Il bassorilievo bronzeo degli Statuti Marittimi in piazza Quercia, infatti, sistematicamente ogni week-end viene utilizzato dai ragazzi per sedersi o come base per poggiare borse e bottiglie vuote.
Le foto, scattate sabato sera, hanno molto da raccontare: la poca vigilanza del monumento, unita alla trascuratezza e all’incuria, pongono molte ombre e poche luci su uno dei simboli della storia della nostra città.
Il bassorilievo bronzeo, opera di Antonio Bibbò e Vito Stifano, eretto nel 1963, rappresenta infatti il simbolo del più antico codice marittimo che la storia ricordi. Ora, quel monumento, è il simbolo di quanto ancora bisogna fare in termini di educazione, civiltà e controllo. Ad esempio, si potrebbe circoscrivere l'area vietando l'avvicinamento al monumento.

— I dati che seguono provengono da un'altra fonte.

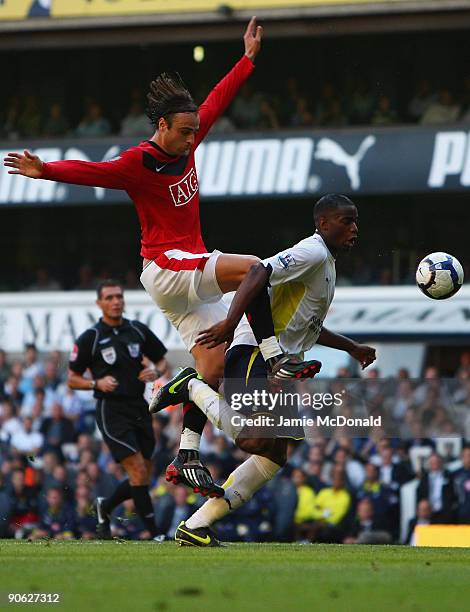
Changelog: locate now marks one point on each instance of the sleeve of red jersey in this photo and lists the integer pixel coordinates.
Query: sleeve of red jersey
(118, 173)
(222, 94)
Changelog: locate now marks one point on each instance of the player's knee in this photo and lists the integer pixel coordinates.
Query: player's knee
(249, 262)
(256, 446)
(211, 371)
(136, 470)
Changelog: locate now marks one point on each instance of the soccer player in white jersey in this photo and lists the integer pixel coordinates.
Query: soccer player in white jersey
(303, 282)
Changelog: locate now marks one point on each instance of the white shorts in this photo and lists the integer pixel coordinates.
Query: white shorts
(184, 286)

Ricordiamo, però, che non è la prima volta che il monumento è al centro di casi. Nel 2014, infatti, qualcuno si divertì a ruotare i fari, lasciando il monumento al buio.
Urgono, quindi, controlli efficaci e un servizio di videosorveglianza, oltre ovviamente a un maggiore senso civico da parte della comunità.